Balancing growth and profitability

Steven Dunne

Steven Dunne
Senior Partner

Balancing growth and profitability

How can businesses walk the fine line between top-line growth and long-term sustainability?

Founding and building a business from just an idea into a global player, then achieving a successful exit, is shorthand for how difficult the Scale-Up journey is. It is not for the faint hearted.

Aggressive market expansion, and top-line revenue growth at all costs

Growing top-line revenue at all costs has the disadvantage of making the management team oblivious to the underlying unit economics of the business.  Clearly for some businesses blitz-scaling works but it’s not for every business, and it’s important that we don’t encourage every business down this path.

Achieving profitability

The priority when trying to get companies to profitability is sustainability, which comes through improvement in LTV/CAC: the ratio between the lifetime value of the average customer and the cost of acquiring them.
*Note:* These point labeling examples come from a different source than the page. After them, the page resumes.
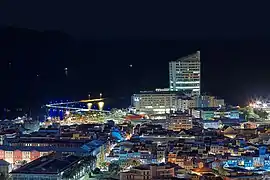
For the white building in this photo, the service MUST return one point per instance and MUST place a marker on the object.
(155, 102)
(177, 122)
(185, 103)
(185, 74)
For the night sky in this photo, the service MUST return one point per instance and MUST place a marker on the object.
(97, 42)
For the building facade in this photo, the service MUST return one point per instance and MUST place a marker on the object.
(148, 172)
(155, 102)
(179, 122)
(185, 74)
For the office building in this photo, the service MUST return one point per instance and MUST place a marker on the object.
(177, 122)
(149, 172)
(185, 74)
(155, 102)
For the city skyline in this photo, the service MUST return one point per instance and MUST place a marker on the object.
(45, 74)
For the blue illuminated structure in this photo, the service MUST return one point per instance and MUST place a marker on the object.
(117, 134)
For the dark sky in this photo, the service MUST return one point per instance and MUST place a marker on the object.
(98, 41)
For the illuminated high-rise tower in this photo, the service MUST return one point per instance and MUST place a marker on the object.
(185, 74)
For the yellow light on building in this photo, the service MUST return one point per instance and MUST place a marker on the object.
(100, 106)
(89, 105)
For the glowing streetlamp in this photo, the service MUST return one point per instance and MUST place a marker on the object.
(89, 105)
(100, 106)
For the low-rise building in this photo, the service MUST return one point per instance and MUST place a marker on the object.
(177, 122)
(149, 172)
(53, 167)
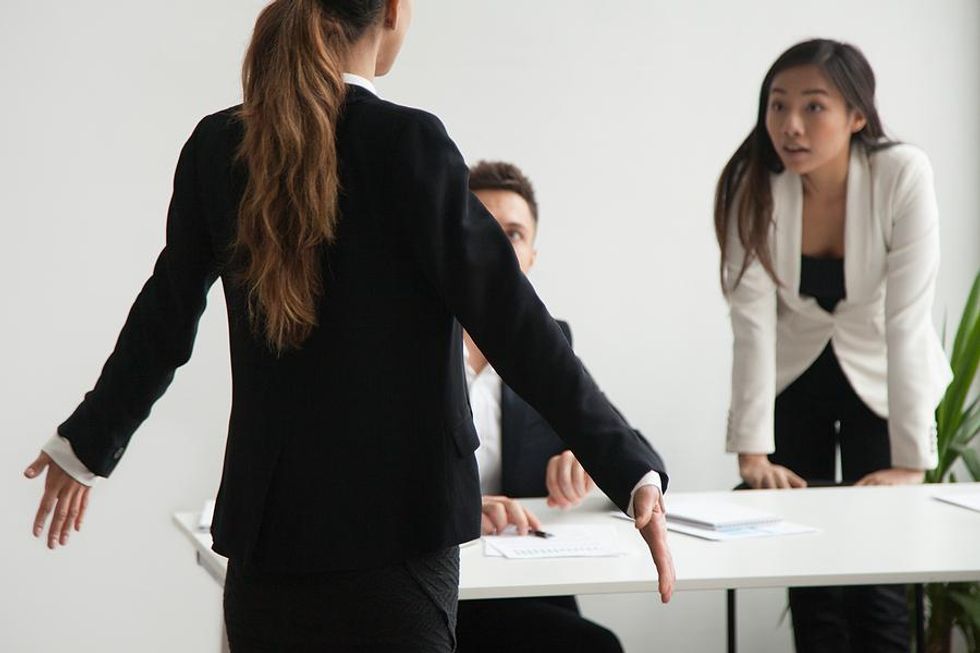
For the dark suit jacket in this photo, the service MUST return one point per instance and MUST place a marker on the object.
(528, 442)
(357, 449)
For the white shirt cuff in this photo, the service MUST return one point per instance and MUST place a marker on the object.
(64, 456)
(650, 478)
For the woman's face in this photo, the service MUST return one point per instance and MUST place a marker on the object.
(398, 17)
(808, 120)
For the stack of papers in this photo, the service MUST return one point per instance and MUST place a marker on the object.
(969, 500)
(713, 519)
(567, 541)
(207, 514)
(705, 512)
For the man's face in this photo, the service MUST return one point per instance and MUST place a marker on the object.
(514, 216)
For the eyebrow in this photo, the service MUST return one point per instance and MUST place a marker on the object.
(809, 91)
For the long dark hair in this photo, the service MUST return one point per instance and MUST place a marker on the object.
(293, 92)
(743, 193)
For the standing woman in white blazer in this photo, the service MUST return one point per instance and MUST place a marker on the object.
(829, 252)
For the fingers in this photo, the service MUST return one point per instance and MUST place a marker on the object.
(655, 534)
(499, 511)
(516, 516)
(532, 520)
(567, 481)
(56, 531)
(48, 501)
(775, 477)
(565, 477)
(495, 511)
(551, 482)
(35, 468)
(794, 480)
(578, 481)
(65, 501)
(486, 526)
(82, 507)
(646, 501)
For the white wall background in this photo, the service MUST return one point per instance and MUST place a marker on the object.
(622, 113)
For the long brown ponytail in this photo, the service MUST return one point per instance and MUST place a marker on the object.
(293, 87)
(743, 193)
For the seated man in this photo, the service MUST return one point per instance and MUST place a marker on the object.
(519, 456)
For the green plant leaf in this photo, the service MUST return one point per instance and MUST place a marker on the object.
(969, 604)
(963, 361)
(972, 461)
(971, 313)
(970, 424)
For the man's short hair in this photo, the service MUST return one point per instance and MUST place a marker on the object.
(500, 175)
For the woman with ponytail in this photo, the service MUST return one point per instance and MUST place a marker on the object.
(829, 251)
(350, 252)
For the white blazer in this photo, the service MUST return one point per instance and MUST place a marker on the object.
(882, 331)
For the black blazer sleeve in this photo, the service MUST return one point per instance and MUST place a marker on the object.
(466, 257)
(529, 442)
(158, 334)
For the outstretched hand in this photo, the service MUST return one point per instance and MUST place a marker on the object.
(63, 496)
(651, 521)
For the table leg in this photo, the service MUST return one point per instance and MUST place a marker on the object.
(732, 643)
(920, 619)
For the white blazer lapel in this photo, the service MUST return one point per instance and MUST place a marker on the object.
(787, 209)
(863, 259)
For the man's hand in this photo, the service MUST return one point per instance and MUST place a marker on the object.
(63, 495)
(651, 520)
(893, 476)
(567, 481)
(500, 511)
(758, 472)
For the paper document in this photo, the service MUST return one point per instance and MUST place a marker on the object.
(569, 541)
(724, 535)
(711, 512)
(207, 514)
(970, 500)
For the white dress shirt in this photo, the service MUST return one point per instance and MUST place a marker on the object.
(60, 449)
(485, 389)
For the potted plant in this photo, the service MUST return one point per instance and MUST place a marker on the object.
(957, 605)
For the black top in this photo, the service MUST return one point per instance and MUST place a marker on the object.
(357, 449)
(823, 279)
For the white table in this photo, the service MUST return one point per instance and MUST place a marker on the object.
(867, 535)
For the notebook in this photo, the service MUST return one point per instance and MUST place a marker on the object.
(717, 514)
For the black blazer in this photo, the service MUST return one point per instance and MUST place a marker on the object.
(357, 449)
(527, 443)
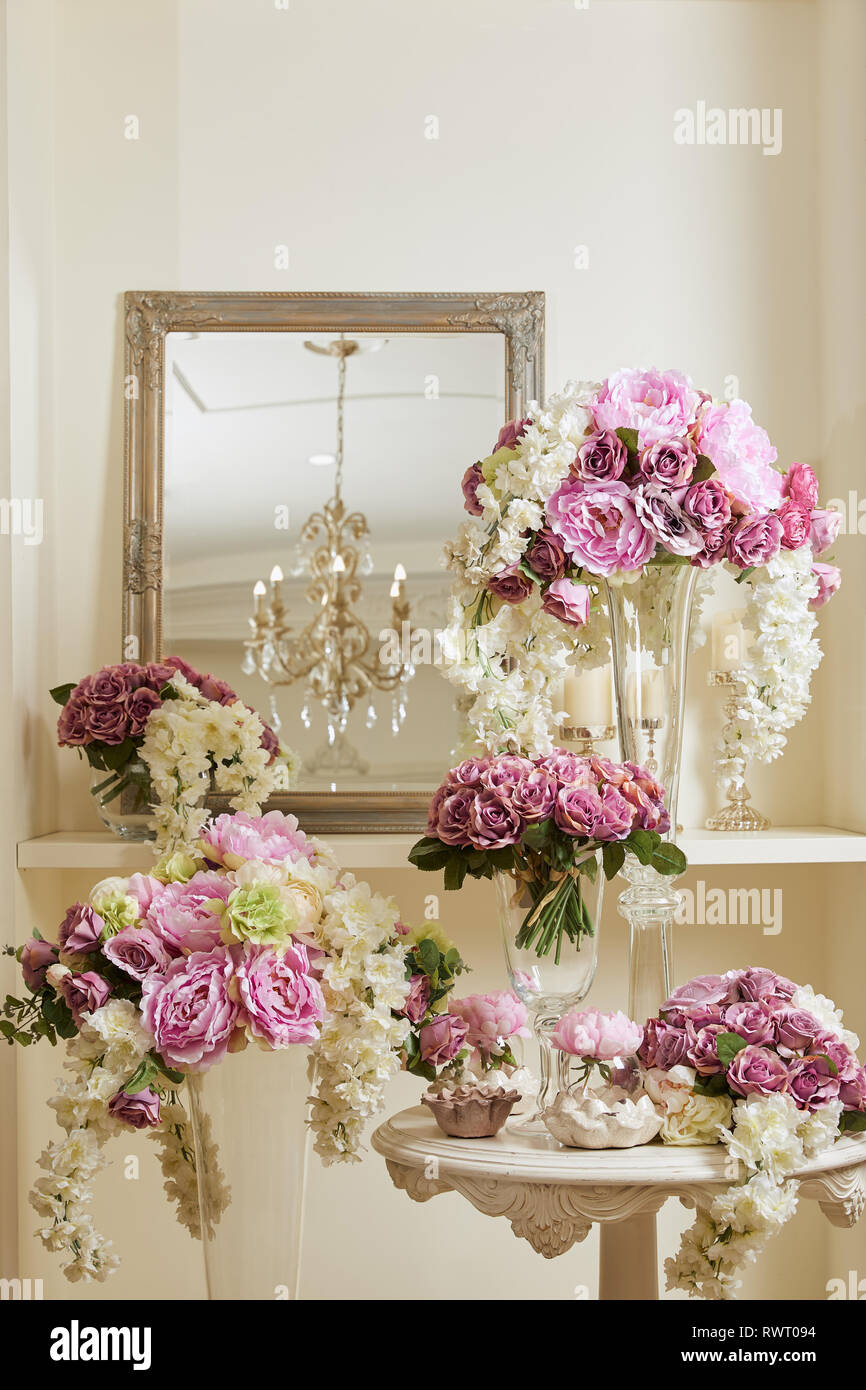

If the business fundamentals are good then it’s all about zealous focus on costs and focusing on delivering value to customers to ensure churn is minimised and delivering extra value, so the revenue can be grown. Striking a balance between getting a company to profit and still continuing to grow the top line significantly is very difficult, and many companies get this wrong.

How do businesses achieve this?

Mature management teams are not deluded about the potential growth of their business, and have a realistic view of the market. In the quest for the forever 100% growth top-line, one could drive a perfectly great business to extinction.

Frog’s portfolio company Skimlinks, which was successfully acquired in the middle of the pandemic, built an excellent core business helping 80% of the top publishers in the world significantly increase their revenue. Any business that has a direct impact on its customers’ P&L is in a unique position; one that they can maximise if they can deliver continued value.

Over the course of our investment there needed to be a realignment from innovation to focus on the core business. Skimlinks executed very successfully on generating significant growth as well as significant profits and cash. It’s a solid example where throwing money at problems was not the answer, it just needed a change in focus and culture.

Tools to support CEOs and companies during the Scale-Up phase

Frog’s proprietary framework, the Scale-Up Methodology, is used to both assess companies before we invest and to help us use a common language to help our companies. Our job at Frog is to support our CEOs achieve the best potential possible for their companies. This means both providing such tools to help them as well as providing an active and supportive role through our Operating Partners and via our participation on the board. Toolkits such as Sustainable Unit Economics and Building Sustainability are particularly relevant in this instance.

We are aware that markets change, businesses change and as a helpful investor we must be savvy to know when to challenge and when to agree with the CEO. As board members we must be excellent at reading the dynamic, not jump to conclusions, and work tirelessly to create alignment in the board.